Tate director Sir Nicholas Serota has said leaving the European Union would "diminish" the work of the Tate Modern.
The contemporary art gallery is re-opening to the public on Friday after a £260 million redesign.
Speaking in the Turbine Hall, Sir Nicholas told the Press Association: "I think that we all know that this is a museum that presents its face to the world, and it has enjoyed particular collaborations with European colleagues.
"We also know that we employ a large number of people here who come from other parts of Europe.
"Anything that makes that more difficult would, I think, diminish the quality of what we are able to show and do here."
Asked what he would do if there is a Brexit after the referendum on June 23, he said: "There's not really a contingency plan, we'll have to see what happens."
Lord Browne, chair of trustees, also emphasised the global nature of the Tate Modern.
He said: "At a time when some would seek to turn inwards, to dislodge this country from its rightful place in the global community, the new Tate Modern is a reminder of what can be achieved when we remain open to the world's ideas and cultures."
Ed Vaizey, minister of state for culture, communications and creative industries, said leaving the European Union would damage cultural collaboration.
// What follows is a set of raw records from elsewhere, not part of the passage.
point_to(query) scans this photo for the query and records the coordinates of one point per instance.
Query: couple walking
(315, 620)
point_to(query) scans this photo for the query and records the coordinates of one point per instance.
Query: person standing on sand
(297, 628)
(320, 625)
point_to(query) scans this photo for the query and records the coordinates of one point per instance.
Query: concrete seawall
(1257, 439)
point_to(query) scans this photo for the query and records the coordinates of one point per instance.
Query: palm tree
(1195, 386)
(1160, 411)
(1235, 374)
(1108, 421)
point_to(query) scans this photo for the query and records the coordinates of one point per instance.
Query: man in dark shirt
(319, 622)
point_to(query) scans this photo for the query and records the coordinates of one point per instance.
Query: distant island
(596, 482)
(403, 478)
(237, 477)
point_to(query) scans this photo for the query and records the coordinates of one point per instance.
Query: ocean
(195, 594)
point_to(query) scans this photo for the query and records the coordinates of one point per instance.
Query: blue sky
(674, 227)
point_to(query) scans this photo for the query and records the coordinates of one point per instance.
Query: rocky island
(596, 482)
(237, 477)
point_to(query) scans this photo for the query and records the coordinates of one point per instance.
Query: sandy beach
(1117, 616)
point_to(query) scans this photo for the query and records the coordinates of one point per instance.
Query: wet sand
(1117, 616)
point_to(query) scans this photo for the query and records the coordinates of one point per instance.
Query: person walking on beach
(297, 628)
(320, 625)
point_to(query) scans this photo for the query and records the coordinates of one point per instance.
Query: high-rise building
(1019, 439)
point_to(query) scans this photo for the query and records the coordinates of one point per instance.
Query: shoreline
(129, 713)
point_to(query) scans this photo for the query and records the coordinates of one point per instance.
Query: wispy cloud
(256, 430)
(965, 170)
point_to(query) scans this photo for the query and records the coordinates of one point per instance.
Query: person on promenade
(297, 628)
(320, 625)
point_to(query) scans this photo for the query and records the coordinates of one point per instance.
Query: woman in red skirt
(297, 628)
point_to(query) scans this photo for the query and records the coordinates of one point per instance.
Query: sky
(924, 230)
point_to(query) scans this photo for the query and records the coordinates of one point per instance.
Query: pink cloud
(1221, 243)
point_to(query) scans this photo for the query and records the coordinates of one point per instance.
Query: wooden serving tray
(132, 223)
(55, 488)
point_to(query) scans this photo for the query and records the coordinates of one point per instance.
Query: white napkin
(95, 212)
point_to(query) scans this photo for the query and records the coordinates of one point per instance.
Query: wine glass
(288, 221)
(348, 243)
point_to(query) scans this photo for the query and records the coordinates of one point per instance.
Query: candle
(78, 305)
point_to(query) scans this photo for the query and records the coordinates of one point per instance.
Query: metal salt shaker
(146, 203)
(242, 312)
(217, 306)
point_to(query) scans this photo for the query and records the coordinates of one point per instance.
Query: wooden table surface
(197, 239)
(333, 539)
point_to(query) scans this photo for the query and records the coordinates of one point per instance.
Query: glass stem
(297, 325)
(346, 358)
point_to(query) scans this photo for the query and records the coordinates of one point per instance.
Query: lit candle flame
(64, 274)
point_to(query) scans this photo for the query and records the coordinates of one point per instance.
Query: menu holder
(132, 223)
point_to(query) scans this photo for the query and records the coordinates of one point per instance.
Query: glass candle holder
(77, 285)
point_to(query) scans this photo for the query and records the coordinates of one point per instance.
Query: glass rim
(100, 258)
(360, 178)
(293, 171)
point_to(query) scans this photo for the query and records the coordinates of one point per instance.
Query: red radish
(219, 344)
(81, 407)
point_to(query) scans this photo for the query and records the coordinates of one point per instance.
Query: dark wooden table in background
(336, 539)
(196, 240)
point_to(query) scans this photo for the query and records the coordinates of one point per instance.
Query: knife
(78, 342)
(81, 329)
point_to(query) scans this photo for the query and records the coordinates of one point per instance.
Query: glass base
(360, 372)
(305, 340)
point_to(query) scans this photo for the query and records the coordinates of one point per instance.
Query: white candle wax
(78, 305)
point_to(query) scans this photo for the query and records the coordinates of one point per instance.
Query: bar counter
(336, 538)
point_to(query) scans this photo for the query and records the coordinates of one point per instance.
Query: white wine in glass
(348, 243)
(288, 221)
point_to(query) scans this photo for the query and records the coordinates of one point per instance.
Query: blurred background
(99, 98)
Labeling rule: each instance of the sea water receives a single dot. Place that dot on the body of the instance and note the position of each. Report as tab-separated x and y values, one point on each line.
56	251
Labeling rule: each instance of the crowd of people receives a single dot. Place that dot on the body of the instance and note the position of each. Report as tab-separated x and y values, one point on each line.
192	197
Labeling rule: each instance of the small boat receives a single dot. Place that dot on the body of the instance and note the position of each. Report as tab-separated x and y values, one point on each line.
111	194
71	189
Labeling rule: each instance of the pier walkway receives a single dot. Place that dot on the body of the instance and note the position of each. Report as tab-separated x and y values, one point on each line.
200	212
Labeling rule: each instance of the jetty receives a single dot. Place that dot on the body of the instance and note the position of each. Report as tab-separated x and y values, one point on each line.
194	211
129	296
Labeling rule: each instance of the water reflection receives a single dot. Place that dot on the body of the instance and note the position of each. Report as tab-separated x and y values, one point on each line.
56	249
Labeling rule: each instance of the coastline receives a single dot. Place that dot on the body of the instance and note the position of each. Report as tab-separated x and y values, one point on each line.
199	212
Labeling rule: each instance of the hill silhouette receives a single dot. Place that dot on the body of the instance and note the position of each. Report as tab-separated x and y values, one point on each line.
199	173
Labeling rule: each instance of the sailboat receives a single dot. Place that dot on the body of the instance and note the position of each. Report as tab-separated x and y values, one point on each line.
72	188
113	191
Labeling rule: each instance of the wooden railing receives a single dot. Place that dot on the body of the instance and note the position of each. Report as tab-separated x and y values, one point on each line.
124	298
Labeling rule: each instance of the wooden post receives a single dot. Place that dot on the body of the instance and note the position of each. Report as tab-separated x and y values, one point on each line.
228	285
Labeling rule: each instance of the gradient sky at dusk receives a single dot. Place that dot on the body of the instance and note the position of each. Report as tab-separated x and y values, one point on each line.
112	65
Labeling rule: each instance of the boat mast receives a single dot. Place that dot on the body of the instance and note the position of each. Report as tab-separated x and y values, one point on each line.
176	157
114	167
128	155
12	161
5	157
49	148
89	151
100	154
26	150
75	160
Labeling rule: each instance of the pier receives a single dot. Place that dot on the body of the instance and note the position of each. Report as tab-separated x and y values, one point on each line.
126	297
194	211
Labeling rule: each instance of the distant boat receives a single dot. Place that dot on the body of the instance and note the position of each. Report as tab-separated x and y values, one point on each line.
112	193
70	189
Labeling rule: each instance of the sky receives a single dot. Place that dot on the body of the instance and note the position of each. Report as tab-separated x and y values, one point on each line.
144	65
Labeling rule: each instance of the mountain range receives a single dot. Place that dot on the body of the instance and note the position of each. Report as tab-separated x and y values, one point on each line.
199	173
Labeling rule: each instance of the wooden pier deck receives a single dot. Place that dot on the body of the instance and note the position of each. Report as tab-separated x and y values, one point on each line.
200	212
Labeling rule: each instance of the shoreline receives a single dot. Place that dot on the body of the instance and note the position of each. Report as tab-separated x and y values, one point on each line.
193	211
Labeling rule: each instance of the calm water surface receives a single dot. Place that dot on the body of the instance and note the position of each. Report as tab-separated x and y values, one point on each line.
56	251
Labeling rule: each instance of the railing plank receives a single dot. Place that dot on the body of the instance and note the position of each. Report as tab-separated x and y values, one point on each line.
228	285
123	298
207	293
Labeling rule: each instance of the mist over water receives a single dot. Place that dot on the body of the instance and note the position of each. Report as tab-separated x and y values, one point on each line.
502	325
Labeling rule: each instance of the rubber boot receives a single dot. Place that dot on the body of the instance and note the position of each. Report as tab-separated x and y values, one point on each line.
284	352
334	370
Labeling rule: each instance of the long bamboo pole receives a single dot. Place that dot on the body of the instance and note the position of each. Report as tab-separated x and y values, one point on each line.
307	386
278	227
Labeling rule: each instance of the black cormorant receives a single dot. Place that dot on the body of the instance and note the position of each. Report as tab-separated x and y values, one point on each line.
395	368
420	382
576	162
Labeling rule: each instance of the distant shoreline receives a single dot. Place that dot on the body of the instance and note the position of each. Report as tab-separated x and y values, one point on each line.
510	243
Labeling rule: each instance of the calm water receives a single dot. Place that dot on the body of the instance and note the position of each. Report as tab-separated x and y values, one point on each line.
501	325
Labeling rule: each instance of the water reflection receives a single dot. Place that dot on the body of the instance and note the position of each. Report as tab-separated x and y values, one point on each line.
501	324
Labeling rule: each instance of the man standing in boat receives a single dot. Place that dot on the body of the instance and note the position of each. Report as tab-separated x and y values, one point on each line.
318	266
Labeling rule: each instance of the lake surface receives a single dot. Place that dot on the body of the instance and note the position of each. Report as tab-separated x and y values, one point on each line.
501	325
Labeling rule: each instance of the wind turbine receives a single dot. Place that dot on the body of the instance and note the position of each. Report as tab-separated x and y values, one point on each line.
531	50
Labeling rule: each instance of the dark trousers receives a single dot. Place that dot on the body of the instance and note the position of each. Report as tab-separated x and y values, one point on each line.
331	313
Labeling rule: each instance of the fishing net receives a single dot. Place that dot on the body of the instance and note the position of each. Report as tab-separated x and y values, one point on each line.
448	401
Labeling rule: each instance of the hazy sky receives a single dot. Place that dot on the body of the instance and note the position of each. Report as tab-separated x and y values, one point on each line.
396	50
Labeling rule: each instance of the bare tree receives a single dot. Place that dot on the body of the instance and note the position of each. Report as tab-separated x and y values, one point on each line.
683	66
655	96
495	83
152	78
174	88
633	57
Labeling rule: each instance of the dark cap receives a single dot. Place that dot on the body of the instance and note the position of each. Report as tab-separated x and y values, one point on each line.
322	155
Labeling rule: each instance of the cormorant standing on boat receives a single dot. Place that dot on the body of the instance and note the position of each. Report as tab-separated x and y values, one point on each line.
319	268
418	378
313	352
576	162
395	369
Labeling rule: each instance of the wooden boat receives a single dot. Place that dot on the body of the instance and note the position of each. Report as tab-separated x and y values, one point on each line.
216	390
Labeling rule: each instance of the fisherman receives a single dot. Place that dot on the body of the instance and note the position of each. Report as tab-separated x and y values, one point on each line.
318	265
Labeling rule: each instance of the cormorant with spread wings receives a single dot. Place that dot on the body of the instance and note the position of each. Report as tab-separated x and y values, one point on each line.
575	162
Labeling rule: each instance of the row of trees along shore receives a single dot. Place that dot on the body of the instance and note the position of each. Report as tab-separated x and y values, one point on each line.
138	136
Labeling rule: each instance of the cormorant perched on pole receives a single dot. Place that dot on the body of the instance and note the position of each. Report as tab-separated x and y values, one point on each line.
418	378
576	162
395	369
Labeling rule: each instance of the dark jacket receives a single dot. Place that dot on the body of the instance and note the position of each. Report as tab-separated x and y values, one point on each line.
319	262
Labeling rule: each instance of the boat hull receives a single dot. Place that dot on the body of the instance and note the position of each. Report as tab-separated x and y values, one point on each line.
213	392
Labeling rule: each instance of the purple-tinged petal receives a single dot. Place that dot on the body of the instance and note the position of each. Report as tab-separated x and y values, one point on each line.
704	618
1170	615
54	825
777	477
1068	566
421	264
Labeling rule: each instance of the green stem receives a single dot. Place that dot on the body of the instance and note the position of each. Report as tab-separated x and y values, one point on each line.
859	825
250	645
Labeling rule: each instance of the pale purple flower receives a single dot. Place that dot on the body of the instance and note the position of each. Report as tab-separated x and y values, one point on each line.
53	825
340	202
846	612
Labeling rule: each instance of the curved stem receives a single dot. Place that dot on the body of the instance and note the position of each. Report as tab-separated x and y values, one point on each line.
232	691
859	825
He said: "I worry about leaving Europe. Clearly we have an engagement with our European neighbours, and we have a cultural engagement with them, and I'm sure to a certain extent that might continue.
"But it would send out, I think, a terrible message that we were turning our back on Europe, and I think art is about collaboration, the exchange of ideas, it's about internationalism.
"Here at the Tate we see an institution that's open to Europe and to the world, and we have millions of people coming here from Europe, for example, who think nothing nowadays of hopping across the Channel to see London's great attractions. And all of that would just become more difficult."
Mr Vaizey said the new Tate Modern's focus on geographical diversity and shifting the collection away from North-West Europe and North America was actually very British.
"I think it's fantastic, and I think weirdly because it's very global, it's very British," he said.
"I think the British are very good at understanding that we can be a platform for culture from all over the world. London is a global city, every country in the world is represented here."